The biopolymer hybrid hydrogels can be constructed as to have a bilayered structure, where each layers has its own chemical composition, porosity, and biological activity. The two layers can mechanically interpenetrate with each other; or be chemically cross-linked together [56,57,58,59,60]. Rat progenitor cells cultured on HA/COL bilayer matrices demonstrated that the differentiation of the cells could be controlled through alterations in matrix composition and structure. This was supported by the in vivo experiment in a rat intramuscular model, where distinct tissues grew in different layers of the matrix. This holds promise for tissue repair indications, particularly for defects that involve more than one type of tissue (Figure 6).

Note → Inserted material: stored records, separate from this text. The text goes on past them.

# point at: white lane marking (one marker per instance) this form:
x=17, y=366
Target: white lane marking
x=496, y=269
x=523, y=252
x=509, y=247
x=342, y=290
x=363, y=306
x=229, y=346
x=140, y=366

Using the same approach, HA and heparin conjugate gels were synthesized and used as a FGF-2 carrier that delivered the growth factor at damaged tissue site. HA was modified to possess primary amine groups. HP was modified to carry active aldehyde groups. HA/HP conjugate hydrogels were obtained by cross-linking the two modified biopolymers via either imine bonding or more stable amine linkage, depending on the reaction conditions. The hybrid hydrogels retained the viscoelastic properties of free HA, and could be injected to damaged tissue sites. The hybrid also functions as a depot of FGF-2 via HP specific FGF-2 binding sites [47,61]. In addition to the release from the hybrid gels in free form, FGF could also be released in the form of HP/FGF-2 complex. The sulfated glycosaminoglycan segments could be released from imine-bonded gels via the hydrolysis of the reversible imine bonds. HP released from the amine-bonded gels requires the degradation of HA backbone that may occur by enzymatic hydrolysis or hydroxyl radical attack, which might be generated at sites of inflammation. Thus, there are several parameters that contributed to the release of FGF-2 from the hydrogels, such as the viscosity of the formulations, the dissociation of FGF from the HP binding sites and the deformation of the gels.

By classical chemistry, cell adhesive RGD containing peptides can be immobilized on the HA molecular chains, and the HA solutions frozen and lyophilized to form a 3-D, sponge-like structure. The RGD peptide is an oligopeptide derived from proteins such as fibronectin, laminin, or collagen, and has demonstrated excellent properties in stimulating cell adhesion and cell proliferation. HA sponges with immobilized RGD containing peptides are useful in aiding wound healing by providing a temporary matrix for skin regeneration. Testing the matrices in guinea pigs full thickness wound models, fibroblast ingrowth into the matrices was observed at approximately 4–5 days. No inflammatory reaction occurred throughout the matrices [45].

Research in the area of biohydrogels for drug delivery, tissue engineering, and food applications has been well established over the past decade. In particular, hybrid hydrogels synthesized from two biopolymers have attracted increasing attention. The inclusion of a second biopolymer strengthens the stability of resultant hydrogels and enriches its functionalities by bringing in new functional groups or optimizing the micro-environmental conditions for certain biological and biochemical processes. The above examples present some approaches that have been used by our groups to synthesize biopolymer hybrid hydrogels for effective uses for immunotherapy, tissue regeneration, food and functional food applications. The research has achieved some challenging results, such as stabilizing physical structure, increasing mucoadhesiveness, and the creation of an artificial extracellular matrix to aid in guiding tissue differentiation. We expect that future developments of biopolymer hybrid hydrogels will be even more case-specific. Each type of organic entity, either those to be encapsulated or those to be targeted, has its own chemical, physical, and biological features. Biohydrogels should be able to meet the sophisticated demands and special requirements across a wide range of uses.